In a recent filing with the Securities and Exchange Commission, Grubb & Ellis chairman C. Michael Kojaian said,  "We believe now is the time to explore opportunities on how to best leverage the broad platform and capabilities of the company into an improving market for the benefit of all stakeholders."

Grubb & Ellis already has received unsolicited inquiries and decided "a formal process is in the best interest of all of our constituents," Kojaian said.

The brokerage has a market capitalization of $68 million.

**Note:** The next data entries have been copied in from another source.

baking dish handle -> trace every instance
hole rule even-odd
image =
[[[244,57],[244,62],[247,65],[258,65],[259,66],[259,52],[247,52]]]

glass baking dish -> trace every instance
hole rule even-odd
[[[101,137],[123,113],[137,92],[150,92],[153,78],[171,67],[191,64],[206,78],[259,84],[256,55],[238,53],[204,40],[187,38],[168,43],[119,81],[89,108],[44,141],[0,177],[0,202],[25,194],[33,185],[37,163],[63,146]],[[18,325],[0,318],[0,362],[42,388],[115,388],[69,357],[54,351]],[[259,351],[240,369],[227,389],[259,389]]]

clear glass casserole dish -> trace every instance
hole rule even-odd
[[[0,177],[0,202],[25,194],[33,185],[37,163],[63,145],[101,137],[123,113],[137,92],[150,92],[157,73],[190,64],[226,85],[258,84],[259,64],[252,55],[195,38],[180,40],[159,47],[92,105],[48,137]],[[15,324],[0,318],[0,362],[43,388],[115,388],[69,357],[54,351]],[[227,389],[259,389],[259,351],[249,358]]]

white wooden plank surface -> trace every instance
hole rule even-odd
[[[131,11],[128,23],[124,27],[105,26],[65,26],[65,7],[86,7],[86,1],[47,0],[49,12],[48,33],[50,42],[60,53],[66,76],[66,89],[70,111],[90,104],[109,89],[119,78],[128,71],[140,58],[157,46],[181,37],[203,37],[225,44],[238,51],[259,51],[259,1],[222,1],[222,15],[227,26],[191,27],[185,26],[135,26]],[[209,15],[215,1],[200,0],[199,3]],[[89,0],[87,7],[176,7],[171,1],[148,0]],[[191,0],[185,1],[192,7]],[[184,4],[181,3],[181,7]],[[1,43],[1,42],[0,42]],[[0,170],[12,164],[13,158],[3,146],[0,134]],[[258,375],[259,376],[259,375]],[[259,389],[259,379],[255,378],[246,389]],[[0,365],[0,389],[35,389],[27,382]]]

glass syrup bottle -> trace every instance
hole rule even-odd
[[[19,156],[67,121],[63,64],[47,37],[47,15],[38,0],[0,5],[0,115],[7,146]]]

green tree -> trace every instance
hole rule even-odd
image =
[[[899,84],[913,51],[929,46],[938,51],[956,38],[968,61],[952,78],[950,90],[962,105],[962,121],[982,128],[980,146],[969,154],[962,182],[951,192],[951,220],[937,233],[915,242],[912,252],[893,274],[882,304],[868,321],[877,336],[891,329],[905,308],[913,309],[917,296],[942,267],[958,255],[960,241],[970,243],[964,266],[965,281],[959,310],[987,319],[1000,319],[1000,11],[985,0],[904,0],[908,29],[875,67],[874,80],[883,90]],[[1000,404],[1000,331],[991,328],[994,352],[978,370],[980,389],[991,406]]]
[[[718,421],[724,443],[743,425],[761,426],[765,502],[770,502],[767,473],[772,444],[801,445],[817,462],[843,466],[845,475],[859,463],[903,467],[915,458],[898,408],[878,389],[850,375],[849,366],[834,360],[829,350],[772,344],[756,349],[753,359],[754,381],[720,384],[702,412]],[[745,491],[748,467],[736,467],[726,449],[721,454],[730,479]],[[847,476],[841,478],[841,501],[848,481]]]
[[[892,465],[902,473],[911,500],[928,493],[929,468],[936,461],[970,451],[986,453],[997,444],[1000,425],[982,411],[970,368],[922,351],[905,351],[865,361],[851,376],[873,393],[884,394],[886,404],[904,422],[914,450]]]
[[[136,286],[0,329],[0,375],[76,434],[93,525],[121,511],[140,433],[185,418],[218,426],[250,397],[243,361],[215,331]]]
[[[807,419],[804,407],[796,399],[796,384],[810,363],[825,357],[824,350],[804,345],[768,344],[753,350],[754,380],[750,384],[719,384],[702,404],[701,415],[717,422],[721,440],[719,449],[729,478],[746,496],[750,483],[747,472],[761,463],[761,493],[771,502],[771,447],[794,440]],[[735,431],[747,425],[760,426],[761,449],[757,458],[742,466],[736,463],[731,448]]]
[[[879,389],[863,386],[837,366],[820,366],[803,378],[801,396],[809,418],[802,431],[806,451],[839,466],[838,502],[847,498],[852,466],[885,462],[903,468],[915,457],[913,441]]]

Its stock has fallen 23 percent this year and is trading near the $1-per-share range.

A company spokeswoman told the Orange County (CA.) Register Grubb & Ellis was currently searching for a new owner because it needs "greater capital to continue to reinvest and grow over the next few years."

Grubb is emerging from one of the worst commercial real estate slumps on record, the spokeswoman said.

In recent years, Grubb has expanded its services and recruited top-performing sales agents.

NNN Realty Advisors completed a virtual takeover of Grubb & Ellis in December 2007, merging the two companies' operations and moving Grubb's headquarters from Chicago to Orange County.

Within months, NNN Realty chairman and chief shareholder Tony Thompson left the newly merged firm and set up a rival company. Thompson later made an unsuccessful bid to regain control of the Grubb & Ellis board during a shareholder election.

In February, Grubb announced that the vestigial holdings of the former NNN Realty - management of some 130 investor-owned commercial properties in about 30 states - would be transferred to a new entity, Daymark Realty Advisors.

That new entity is conducting its own search for investors with spin-off possibilities, according to the Orange County Register.